The interim leader of the Conservative Party didn't mince words about Senator Don Meredith and his sexual relationship with a teenager.
"I just think his conduct is reprehensible," Rona Ambrose told host Terry Milewski in an interview for CBC Radio's The House. "Of course he should resign."
Last week the Senate's ethics watchdog, Lyse Ricard, found the Ontario senator had breached the Red Chamber's ethics code by engaging in an inappropriate sexual relationship with a young woman that started when she was 16 years old.
The extensive 33-page report catalogues how Meredith first met the woman at a Black History Month event at an Ottawa-area church in February 2013 and later proceeded to have a relationship of a sexual nature with her until May 2015.
Meredith denies some of the allegations levelled against him by the woman in question — who is identified as "Ms. M" in the report — but concedes he had sexual intercourse with her on at least one occasion.
He was nominated to the Senate by former prime minister Stephen Harper, but was expelled from the Conservative caucus in June 2015, when initial reports of the relationship emerged.
The senator said Wednesday he believes he has been the victim of racism. He said when individuals of colour rise, somehow they're taken down, whether it's "self-inflicted or orchestrated."
Ambrose said her thoughts are with "this poor young woman, a girl. She was a girl who actually had the courage to come forward and talk about something like this when she's up against someone with so much authority and status and power," said Ambrose.
Ambrose joins a chorus of voices calling on Meredith to step down amid questions of whether the Senate has the power to force him to do so. Senate sources have said they believe the upper chamber does have the power to expel a senator and declare the seat vacant, and can do so by a simple majority vote.
Meredith lawyer says no crime committed
Selwyn Pieters, Meredith's lawyer, said Friday that his client has done nothing that warrants his removal from the Senate.
Meredith waited until Ms. M was 18 to have penetrative sex, the lawyer said, and the age of consent is 16 and thus no crime was committed.
Some have suggested Meredith's behaviour could possibly be criminal as he was in a position of power — he wrote an internship letter for Ms. M, offered to do business with her parents and co-operate on a non-profit initiative with her sister — in which case the age of consent would rise to 18 under Criminal Code provisions.
Ricard found reason to believe that Ms. M and Meredith had "teaser" sex when she was 17. Meredith has denied that allegation.
"Senator Meredith drew upon his weight, prestige and notability of his office, as well as his relative position of power as a much older adult, to lure or attract Ms. M, a teenager who, by virtue of her age, was necessarily vulnerable," Ricard said in her report. "He exploited Ms. M and the power imbalance between them."
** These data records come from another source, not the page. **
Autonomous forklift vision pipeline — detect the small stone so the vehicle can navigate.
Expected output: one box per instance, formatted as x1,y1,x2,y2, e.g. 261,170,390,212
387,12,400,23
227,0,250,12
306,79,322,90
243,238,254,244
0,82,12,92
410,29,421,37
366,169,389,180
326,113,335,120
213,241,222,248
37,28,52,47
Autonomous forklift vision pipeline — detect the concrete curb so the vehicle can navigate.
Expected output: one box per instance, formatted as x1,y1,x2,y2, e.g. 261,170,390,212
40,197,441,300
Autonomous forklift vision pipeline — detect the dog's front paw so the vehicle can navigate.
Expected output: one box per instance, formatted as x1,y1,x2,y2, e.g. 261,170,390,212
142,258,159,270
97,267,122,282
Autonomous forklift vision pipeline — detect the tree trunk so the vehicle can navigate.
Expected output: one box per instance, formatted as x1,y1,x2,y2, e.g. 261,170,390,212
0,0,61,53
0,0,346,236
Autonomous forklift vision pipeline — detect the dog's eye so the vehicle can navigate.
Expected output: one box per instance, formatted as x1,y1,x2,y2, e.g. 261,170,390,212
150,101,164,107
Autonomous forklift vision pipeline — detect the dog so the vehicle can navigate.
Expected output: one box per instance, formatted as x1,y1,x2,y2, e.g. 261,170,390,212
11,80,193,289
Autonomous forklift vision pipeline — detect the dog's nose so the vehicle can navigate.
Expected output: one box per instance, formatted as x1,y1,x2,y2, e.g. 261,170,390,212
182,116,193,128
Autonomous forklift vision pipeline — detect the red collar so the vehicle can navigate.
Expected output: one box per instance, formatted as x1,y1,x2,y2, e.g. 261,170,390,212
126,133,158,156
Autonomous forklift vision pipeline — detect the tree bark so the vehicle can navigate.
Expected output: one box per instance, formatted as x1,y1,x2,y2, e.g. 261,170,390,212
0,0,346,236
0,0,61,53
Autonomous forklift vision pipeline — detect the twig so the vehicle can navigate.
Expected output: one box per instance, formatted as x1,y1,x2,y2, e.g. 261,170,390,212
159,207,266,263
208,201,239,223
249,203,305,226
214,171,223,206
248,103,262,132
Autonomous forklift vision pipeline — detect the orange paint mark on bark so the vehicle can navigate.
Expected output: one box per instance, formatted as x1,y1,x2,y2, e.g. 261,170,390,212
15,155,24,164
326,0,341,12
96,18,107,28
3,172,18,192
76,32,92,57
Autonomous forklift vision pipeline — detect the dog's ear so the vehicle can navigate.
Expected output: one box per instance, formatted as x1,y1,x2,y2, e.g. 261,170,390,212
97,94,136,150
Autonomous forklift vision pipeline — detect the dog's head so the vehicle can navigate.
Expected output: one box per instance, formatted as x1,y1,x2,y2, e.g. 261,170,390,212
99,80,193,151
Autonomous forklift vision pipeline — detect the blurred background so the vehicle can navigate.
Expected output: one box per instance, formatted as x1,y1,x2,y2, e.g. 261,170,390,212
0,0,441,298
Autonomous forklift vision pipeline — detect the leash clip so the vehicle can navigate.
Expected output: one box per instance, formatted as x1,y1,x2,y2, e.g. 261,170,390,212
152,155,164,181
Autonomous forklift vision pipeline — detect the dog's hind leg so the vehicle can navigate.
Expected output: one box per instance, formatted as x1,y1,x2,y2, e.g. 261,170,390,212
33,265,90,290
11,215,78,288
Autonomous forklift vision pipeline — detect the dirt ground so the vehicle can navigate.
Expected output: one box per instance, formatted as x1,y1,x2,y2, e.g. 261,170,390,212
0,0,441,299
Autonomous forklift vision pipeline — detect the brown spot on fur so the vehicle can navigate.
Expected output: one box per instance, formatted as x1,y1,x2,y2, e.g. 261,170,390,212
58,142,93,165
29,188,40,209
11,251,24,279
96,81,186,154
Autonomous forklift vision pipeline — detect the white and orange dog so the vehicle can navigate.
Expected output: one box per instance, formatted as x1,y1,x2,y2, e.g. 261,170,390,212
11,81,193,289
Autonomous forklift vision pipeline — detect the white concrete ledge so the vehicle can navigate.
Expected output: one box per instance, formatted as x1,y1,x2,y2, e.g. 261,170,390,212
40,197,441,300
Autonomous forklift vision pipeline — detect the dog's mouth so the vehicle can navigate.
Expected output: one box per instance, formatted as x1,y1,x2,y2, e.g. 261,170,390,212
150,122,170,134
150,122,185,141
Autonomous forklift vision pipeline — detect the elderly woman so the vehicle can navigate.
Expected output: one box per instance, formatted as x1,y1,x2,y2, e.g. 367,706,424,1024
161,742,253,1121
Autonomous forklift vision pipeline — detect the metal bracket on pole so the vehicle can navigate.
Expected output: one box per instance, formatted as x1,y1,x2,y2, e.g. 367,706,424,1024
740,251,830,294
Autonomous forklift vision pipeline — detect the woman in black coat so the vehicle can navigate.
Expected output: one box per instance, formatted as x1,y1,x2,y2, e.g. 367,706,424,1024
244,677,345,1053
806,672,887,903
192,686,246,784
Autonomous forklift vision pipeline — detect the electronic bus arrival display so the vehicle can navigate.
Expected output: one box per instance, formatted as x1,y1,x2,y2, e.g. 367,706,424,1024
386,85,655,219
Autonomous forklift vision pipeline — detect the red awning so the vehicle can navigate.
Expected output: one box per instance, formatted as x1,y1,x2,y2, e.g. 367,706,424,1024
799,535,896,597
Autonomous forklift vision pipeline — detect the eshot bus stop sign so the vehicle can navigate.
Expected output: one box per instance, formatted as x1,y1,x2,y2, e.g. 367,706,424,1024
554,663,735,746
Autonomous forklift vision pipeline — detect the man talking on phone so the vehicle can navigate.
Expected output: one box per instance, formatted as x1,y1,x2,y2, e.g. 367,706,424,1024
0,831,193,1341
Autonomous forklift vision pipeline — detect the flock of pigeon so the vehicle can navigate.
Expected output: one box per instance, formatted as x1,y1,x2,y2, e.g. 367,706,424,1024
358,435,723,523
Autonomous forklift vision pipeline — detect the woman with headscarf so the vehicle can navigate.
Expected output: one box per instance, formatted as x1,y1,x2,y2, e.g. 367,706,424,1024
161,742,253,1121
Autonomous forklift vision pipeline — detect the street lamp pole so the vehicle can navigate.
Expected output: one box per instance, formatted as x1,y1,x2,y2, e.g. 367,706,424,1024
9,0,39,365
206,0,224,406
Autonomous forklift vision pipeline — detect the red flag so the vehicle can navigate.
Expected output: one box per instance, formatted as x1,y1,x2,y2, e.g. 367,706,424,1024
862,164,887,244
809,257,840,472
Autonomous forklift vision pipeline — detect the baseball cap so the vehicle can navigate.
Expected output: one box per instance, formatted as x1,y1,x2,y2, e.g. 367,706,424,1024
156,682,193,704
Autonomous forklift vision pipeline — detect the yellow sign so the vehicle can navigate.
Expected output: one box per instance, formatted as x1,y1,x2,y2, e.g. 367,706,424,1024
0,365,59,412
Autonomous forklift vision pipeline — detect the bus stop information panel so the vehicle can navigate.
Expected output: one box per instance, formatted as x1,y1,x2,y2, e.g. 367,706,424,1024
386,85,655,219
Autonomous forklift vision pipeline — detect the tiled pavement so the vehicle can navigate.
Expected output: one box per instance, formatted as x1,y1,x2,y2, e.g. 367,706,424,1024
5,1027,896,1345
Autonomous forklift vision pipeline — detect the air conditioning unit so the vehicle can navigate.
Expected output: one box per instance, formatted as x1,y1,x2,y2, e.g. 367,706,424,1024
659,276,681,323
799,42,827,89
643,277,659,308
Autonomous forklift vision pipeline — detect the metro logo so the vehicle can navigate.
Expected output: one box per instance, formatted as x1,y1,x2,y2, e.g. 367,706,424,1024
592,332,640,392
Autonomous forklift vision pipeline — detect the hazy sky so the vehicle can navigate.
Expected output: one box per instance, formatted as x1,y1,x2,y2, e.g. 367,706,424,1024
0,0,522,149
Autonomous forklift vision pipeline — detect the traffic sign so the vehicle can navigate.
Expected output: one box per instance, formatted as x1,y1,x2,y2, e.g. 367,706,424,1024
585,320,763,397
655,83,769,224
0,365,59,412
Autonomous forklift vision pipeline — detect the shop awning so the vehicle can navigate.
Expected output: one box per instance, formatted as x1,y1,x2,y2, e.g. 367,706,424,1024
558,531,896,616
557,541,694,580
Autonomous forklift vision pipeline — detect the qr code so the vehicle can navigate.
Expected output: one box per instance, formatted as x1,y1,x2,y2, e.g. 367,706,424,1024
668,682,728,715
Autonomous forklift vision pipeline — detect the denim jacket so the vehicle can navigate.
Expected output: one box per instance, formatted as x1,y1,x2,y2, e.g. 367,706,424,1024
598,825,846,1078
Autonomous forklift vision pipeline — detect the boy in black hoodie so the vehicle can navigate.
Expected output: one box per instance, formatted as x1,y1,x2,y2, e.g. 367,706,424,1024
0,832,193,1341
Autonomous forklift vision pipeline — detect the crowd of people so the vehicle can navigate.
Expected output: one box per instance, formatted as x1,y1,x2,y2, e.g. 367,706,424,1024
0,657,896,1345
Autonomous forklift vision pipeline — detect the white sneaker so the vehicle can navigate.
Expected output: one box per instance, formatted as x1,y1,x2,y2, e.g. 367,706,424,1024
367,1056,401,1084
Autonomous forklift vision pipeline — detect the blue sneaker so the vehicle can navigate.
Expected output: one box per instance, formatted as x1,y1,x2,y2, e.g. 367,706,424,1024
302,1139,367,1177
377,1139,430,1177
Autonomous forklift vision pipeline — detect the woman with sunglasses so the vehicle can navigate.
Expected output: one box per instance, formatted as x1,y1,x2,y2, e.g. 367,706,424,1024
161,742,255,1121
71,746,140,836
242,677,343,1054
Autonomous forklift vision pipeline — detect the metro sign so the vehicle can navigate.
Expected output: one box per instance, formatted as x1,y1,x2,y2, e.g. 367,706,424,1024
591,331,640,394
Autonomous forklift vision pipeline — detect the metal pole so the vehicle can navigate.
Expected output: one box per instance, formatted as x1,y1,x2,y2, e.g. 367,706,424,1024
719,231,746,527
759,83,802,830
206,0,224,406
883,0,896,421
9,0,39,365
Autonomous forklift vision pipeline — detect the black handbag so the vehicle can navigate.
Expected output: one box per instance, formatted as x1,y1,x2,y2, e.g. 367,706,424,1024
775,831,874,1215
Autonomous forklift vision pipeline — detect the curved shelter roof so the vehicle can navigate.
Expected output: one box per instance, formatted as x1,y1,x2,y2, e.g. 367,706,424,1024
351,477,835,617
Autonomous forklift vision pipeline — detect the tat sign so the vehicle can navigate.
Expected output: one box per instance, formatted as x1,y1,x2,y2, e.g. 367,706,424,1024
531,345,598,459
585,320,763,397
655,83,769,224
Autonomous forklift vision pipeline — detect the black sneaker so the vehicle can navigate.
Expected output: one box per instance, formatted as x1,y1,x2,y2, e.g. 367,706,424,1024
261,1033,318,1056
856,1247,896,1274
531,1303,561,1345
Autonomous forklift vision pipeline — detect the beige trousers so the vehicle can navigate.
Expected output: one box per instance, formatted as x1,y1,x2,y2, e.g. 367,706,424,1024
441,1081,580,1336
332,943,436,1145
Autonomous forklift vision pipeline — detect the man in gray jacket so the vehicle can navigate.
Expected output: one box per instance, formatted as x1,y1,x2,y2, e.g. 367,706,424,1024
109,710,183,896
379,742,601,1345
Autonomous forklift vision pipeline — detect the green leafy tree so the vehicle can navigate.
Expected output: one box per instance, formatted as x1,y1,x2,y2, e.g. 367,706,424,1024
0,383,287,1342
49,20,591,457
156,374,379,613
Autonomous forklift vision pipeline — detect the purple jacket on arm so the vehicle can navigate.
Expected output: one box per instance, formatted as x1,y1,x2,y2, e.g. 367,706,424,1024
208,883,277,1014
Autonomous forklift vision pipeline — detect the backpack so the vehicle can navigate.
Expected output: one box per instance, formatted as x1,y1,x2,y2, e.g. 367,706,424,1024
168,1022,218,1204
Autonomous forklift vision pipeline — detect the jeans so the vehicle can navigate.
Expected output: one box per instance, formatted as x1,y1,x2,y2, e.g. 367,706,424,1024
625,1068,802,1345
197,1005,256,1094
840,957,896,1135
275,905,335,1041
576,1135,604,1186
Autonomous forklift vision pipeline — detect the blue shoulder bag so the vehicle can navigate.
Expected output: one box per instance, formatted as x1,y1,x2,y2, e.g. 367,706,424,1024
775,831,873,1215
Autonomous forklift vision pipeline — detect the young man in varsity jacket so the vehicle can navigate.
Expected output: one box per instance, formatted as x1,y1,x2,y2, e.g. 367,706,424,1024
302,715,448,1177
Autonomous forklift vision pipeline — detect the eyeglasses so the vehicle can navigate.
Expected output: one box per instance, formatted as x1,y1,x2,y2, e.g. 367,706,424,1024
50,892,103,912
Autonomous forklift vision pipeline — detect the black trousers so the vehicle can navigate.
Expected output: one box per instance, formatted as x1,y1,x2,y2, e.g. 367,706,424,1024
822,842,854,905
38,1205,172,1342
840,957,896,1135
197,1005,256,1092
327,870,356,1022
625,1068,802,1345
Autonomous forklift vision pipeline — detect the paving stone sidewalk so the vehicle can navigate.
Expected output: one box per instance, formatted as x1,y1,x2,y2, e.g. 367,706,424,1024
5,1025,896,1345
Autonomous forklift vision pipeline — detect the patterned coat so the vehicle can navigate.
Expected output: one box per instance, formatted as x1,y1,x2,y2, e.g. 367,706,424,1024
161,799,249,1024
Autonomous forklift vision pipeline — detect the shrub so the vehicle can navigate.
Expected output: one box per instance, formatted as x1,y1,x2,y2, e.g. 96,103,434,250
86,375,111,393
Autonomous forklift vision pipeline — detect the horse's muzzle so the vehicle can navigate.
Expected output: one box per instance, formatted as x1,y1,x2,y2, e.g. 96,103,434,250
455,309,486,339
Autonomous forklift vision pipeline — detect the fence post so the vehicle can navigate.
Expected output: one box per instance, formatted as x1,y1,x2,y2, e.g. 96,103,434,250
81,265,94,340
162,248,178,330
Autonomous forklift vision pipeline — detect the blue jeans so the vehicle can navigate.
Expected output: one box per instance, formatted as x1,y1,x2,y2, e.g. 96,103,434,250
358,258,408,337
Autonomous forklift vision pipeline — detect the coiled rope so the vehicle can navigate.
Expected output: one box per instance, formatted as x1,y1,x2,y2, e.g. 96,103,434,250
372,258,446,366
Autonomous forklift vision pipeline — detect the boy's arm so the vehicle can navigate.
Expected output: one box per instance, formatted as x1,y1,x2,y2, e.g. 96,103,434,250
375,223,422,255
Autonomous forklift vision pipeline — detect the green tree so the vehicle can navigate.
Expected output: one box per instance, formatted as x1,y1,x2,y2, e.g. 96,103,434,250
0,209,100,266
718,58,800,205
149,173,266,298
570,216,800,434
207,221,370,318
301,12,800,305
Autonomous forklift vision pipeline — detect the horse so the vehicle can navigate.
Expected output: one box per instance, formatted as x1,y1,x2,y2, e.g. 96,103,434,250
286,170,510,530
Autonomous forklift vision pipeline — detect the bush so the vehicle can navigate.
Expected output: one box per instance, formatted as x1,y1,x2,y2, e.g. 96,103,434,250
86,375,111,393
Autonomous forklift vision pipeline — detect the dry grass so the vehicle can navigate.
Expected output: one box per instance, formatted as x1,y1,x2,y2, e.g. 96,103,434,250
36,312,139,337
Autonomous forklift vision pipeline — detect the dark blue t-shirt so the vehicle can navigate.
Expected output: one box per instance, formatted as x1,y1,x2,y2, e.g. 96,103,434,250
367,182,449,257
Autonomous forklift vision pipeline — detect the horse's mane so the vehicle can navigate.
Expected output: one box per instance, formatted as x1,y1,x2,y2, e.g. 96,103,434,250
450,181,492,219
Pieters said the ethics officer looked at his client as a "predator" from the outset of her investigation because he is a black man. "One has to consider the race factor here," he said in an interview with Rosemary Barton on CBC's Power & Politics.
The Toronto-based lawyer said Caucasian senators have conducted equally questionable behaviour and yet still hold on to their seats in the "Rogue Chamber," a nickname Pieters said was bestowed on the Senate long before Meredith's sexual relationship was made public.
He refused to specifically name any senators, but Liberal Senator Colin Kenney has faced sexual harassment allegations in the past. The ethics officer eventually cleared him of any wrongdoing.
Meredith told The Canadian Press he was taking a leave of absence from the Senate on the advice of his doctor, and would be considering his options in the coming days and weeks.